Current mainstream tools (e.g., NetMHCpan) rely on sequence information and perform well on common HLA alleles, but cannot directly model 3D structural features. Structural information can capture the positions of anchor residues and the geometric complementarity of binding pockets, and may have better generalization ability for rare HLA alleles with scarce training data. The core question of this project: Can structural information improve prediction accuracy, especially for underrepresented HLA alleles?

## Research Design and Methodology Framework

The project designs three progressive research questions: 1) Compare the performance of AlphaFold structural features and pure sequence features on HLA alleles of different frequencies, hypothesizing that structural models generalize better to rare alleles; 2) Explore the synergistic integration of sequence and structural features (feature concatenation, multimodal attention, etc.) and evaluate performance differences overall and across different HLA groups; 3) Reveal the learning mechanism by comparing the anchor residues identified by the two models and their sensitivity to flexible regions of peptides through computational saturation mutation scanning.

## Fairness Evaluation: Ethical Dimension of Genomic Medicine

HLA allele frequencies vary significantly across populations of different ancestral backgrounds. If models perform poorly on rare alleles, it will systematically reduce prediction accuracy for some populations. The project uses the TRACERx non-small cell lung cancer dataset for validation, distinguishing between public benchmark datasets and controlled application validation datasets to ensure rigorous data management.

## Technical Implementation Details

The data processing pipeline includes extracting validation peptides from the MHC Motif Atlas, generating length-matched negative samples (proteome mode and fast baseline mode), and HLA pseudosequence mapping. Structural feature extraction involves AlphaFold refolding (high computational cost). The project optimizes resource allocation: marking features that require refolding (e.g., pLDDT) and features that can be computed quickly (e.g., contact maps).

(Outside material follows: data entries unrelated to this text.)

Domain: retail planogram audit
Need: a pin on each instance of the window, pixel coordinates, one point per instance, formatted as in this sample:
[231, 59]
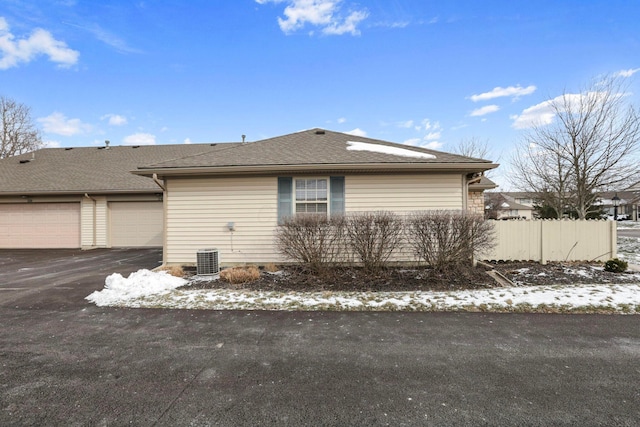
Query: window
[311, 195]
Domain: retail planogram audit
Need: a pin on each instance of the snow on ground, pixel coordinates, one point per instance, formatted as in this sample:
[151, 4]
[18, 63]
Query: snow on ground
[119, 291]
[159, 290]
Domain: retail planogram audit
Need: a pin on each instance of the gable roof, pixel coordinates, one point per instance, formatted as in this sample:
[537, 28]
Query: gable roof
[89, 169]
[501, 201]
[316, 149]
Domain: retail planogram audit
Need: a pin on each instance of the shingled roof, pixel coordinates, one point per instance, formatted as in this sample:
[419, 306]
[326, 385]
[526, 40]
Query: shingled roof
[89, 169]
[316, 149]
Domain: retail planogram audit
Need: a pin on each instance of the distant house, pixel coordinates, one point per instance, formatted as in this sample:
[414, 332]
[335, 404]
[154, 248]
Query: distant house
[628, 204]
[85, 197]
[504, 206]
[232, 199]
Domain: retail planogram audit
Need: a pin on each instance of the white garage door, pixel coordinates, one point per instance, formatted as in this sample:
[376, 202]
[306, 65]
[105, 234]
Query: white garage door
[136, 224]
[40, 225]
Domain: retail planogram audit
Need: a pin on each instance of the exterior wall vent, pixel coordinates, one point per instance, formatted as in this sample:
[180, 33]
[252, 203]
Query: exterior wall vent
[208, 262]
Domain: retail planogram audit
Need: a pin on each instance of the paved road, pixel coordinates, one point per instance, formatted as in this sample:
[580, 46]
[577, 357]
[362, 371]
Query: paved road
[77, 364]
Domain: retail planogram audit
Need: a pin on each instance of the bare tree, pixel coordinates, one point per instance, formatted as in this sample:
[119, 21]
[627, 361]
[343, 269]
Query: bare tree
[591, 145]
[18, 134]
[473, 147]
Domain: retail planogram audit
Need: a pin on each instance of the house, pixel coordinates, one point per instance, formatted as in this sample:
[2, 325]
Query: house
[503, 206]
[233, 198]
[85, 197]
[628, 201]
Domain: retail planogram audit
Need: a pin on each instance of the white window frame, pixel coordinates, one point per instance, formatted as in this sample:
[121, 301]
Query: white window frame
[325, 202]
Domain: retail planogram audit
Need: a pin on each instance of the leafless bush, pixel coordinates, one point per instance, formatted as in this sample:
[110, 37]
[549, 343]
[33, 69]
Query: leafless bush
[239, 275]
[446, 238]
[314, 240]
[373, 236]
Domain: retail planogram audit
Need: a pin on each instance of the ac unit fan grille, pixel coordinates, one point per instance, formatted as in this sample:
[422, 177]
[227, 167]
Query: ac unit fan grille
[208, 262]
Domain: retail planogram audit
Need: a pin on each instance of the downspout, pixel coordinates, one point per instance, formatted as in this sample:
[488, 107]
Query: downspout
[161, 184]
[95, 216]
[472, 178]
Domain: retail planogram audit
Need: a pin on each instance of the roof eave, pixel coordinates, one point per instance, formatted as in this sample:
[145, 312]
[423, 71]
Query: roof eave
[361, 167]
[29, 193]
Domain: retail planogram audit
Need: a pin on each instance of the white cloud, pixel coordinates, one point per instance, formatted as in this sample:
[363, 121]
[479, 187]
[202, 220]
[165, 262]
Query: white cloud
[487, 109]
[57, 123]
[498, 92]
[40, 42]
[543, 113]
[115, 119]
[428, 125]
[325, 14]
[627, 73]
[140, 139]
[432, 135]
[52, 144]
[357, 132]
[106, 37]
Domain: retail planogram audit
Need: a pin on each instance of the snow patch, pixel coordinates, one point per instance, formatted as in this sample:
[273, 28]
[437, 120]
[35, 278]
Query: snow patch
[118, 290]
[387, 149]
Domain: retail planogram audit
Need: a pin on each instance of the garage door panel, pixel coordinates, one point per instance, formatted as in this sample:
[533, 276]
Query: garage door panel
[40, 225]
[136, 224]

## Project Limitations and Future Outlook

Currently in the Beta phase, some functions (large-scale AlphaFold refolding, complete training pipeline) are only available on GPU servers. Future directions: Extend to HLA class II molecules, integrate T-cell receptor cross-reactivity prediction, and develop lightweight structural feature extraction methods to reduce computational barriers.

## Conclusion

pmhc-present combines deep learning with structural biology and focuses on the ethical fairness of technical applications, representing an important direction in computational oncology. In today's era of rapid development of precision immunotherapy, such research not only has academic value but also relates to all patients benefiting equally from advances in genomic medicine.